A l'approche de la porte, elle lève rapidement le bougeoir dans la « position de frappe », ses jointures blanchissant immédiatement en le serrant fermement. Son cœur commence à battre et sa respiration devient lourde. Elle tremble, tandis que la sueur commence à se former sur son front.
Le pêne dormant avait été verrouillé et la porte avait été réenchaînée. Mme Lazinski est arrivée à la conclusion troublante que celui qui a claqué la porte devait encore être dans la maison ; et, dans un bref moment de pensée et de raisonnement lucide, elle se précipite vers le téléphone pour appeler le 911. Elle décroche le combiné et… pas de tonalité.
Elle laisse simultanément tomber le combiné et le bougeoir ; et, reste là, paralysée par la peur. Elle veut bouger ; mais, ne peut pas.
Après avoir été immobile pendant ce qui lui semblait une éternité, Mme Lazinski entend des pas d'enfant courir le long du sol au-dessus d'elle. Soudain, elle est capable de bouger ; et, commence à suivre le bruit des pas qui vont et viennent à travers le plafond.
Ils s'arrêtent ; et, Mme Lazinski aussi. Elle attend et écoute.
« Maman ? » appelle Anna de la cuisine.
Mme Lazinski sursaute ; puis appelle Anna, « Attends, Sweetie ; j'arrive tout de suite. »
Mme Lazinski n'entend plus de pas, alors elle va voir Anna ; qui est à la table de la cuisine et s'apprête à verser deux tasses de jus d'orange.
« Maman, as-tu vu Mary ? »
Toujours distraite, regardant vers l'autre pièce, Mme Lazinski, comme en « pilote automatique », continue instinctivement la conversation, « Non. C'est qui, Mary ? »
« C'est mon amie. »
« Ton amie ? Je ne savais pas que tu avais déjà un ami ici. »
« Ouais ; on joue tout le temps à la grange. »

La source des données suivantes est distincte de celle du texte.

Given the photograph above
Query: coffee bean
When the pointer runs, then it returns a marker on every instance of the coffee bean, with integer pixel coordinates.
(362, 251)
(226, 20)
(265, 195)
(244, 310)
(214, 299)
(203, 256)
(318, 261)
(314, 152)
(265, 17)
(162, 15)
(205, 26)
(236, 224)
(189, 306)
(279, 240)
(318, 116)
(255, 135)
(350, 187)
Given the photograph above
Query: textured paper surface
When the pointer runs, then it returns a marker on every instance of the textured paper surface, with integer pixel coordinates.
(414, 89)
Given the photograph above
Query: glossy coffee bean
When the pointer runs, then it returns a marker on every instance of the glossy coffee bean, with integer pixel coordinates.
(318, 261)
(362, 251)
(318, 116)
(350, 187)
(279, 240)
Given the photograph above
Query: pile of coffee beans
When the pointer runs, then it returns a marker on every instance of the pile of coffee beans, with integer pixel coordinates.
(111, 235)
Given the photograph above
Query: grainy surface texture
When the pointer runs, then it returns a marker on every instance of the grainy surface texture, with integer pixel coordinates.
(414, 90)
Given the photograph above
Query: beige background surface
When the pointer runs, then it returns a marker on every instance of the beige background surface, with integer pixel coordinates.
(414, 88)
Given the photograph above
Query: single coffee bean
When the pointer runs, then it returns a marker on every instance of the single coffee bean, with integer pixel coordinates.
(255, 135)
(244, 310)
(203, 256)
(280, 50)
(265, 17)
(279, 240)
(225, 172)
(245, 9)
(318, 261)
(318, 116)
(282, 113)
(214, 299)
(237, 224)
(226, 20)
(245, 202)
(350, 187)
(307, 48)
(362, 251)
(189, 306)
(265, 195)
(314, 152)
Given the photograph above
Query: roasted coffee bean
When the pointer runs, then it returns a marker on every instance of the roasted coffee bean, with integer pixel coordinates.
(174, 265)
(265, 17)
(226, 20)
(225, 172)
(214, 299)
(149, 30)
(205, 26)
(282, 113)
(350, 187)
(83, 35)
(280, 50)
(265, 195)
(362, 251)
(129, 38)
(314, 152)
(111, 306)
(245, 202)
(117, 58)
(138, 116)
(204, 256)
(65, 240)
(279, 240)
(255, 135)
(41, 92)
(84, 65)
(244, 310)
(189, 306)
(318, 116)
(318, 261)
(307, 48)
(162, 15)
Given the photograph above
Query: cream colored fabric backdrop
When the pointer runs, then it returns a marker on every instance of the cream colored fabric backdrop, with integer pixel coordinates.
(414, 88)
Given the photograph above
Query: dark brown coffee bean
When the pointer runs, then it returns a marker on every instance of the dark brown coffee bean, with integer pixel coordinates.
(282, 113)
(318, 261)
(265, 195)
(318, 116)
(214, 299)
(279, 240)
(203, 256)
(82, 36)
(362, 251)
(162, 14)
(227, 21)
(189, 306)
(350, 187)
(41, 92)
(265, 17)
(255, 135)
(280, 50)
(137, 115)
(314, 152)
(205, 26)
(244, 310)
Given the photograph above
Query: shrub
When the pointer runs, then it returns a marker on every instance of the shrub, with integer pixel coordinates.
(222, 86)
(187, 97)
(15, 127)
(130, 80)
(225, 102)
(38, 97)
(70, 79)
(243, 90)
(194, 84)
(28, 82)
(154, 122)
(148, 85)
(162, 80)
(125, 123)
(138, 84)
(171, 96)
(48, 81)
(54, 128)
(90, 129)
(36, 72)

« Oh. C'est gentil ; je suis contente que tu aies quelqu'un avec qui jouer. » Mme Lazinski continue de regarder de la cuisine vers le salon. « Alors ; elle est gentille ? »
« Oui. Très gentille. »
« C'est bien. Il faudra que tu me la présentes un jour. » Puis Mme Lazinski comprend. « Sweetie, attends une minute ; pourquoi me demandes-tu si j'ai vu Mary ? N'était-elle pas en train de jouer avec toi ? »
« Ouais ; mais elle a demandé si elle pouvait aller aux toilettes. »
« Alors, tu as dit à Mary d'utiliser nos toilettes ? »
« Oui. C'est bon ; n'est-ce pas, Maman ? »
Mme Lazinski se penche et serre Anna dans ses bras. « Oui. Oui, bien sûr que c'est bon, Sweetie. » Elle serre Anna à nouveau et l'embrasse sur la joue.
Finalement soulagée, elle s'assoit à la table de la cuisine pendant qu'Anna verse le jus. Elles s'assoient et attendent que Mary descende.
Mary n'est jamais descendue cet après-midi.